Blood and bone marrow transplants are successful in about 85 percent of children when the donor is related and HLA matched. Even with this high success rate, transplants still have risks.

Complications can include severe infections, seizures, and other clinical problems. About 5 percent of people who have received such transplants have died. Sometimes transplanted cells attack the recipient’s organs. This is called graft-versus-host disease.

Medicines are given to prevent many of the complications, but they still can happen.
 

Living with Sickle Cell Disease

If you or your child has sickle cell disease, you should learn as much as you can about the disease. Your health care providers are there to help you, and you should feel comfortable asking questions.

Pursue a healthy lifestyle

Like all people, you and your child should strive to maintain a healthy lifestyle that includes:

  • Being physically active. People who have sickle cell disease often tire easily, so be careful to pace yourself and avoid very strenuous activities.
  • Getting enough sleep
  • Heart-healthy eating, including limiting alcohol. Drink extra water to avoid dehydration.
  • Quitting smoking. Visit Smoking and Your Heart and the National Heart, Lung, and Blood Institute’s Your Guide to a Healthy Heart. Although these resources focus on heart health, they include basic information about how to quit smoking. For free help and support to quit smoking, you can call the National Cancer Institute’s Smoking Quitline at 1-877-44U-QUIT (1-877-448-7848).
 

Prevent and control complications

To prevent and control complications, your doctor may recommend the following:

  • Avoid overexertion and dehydration. Take time out to rest and drink plenty of fluids.
  • Avoid situations that may set off a crisis. Extreme heat or cold, as well as abrupt changes in temperature, are often triggers. When going swimming, ease into the water rather than jumping right in.
  • Do not travel in an aircraft cabin that is unpressurized.
  • Take your medicines as your doctor prescribes.
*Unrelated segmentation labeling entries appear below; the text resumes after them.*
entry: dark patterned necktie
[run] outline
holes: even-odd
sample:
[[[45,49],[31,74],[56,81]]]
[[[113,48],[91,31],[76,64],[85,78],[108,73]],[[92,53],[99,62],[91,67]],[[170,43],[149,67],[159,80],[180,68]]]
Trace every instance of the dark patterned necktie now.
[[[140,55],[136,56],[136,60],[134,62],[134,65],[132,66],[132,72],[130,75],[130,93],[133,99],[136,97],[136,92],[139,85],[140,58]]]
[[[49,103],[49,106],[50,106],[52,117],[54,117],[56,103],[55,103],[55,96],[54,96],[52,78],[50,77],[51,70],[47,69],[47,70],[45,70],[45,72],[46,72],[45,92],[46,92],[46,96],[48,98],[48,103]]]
Get any medical and lab tests or immunizations that your doctor orders.
See a doctor right away if you have any of the following danger signs:
  • Fever
  • Problems breathing
  • Stroke symptoms
  • Sudden loss of vision
  • Symptoms of a spleen that is larger than normal
  • Symptoms of severe anemia

If your child attends daycare, preschool, or school, speak to his or her teacher about the disease. Teachers need to know what to watch for and how to accommodate your child.
 

Get ongoing care

Make and keep regular appointments with your doctor or medical team. These visits will help to reduce the number of acute problems that need immediate care. Your medical team can help prevent complications and improve your quality of life.
 

Learn ways to manage pain

Every patient experiences pain differently. Work with your doctor to develop a pain management plan that works for you. This often includes over-the-counter medicines, as well as stronger medicines that you get with a prescription.
You may find other methods that help your pain, such as:

  • Using a heating pad
  • Taking a warm bath
  • Engaging in distracting and relaxing activities, such as listening to music, talking on the phone, or watching TV
  • Massage therapy
  • Physical therapy
  • Acupuncture
 

Take care of your mental health

Living with sickle cell disease can be very stressful. At times, you may feel sad or depressed. Talk to your doctor or medical team if you or your child is having any emotional problems. Tell your doctor right away if you or your child is feeling very depressed. Some people find counseling or antidepressant medicines helpful.
You may find that speaking to a counselor or psychiatrist or participating in a support group is helpful. When they provide love and support to people who have sickle cell disease, friends and families can help to relieve stress and sadness. Let your loved ones know how you feel and what you need.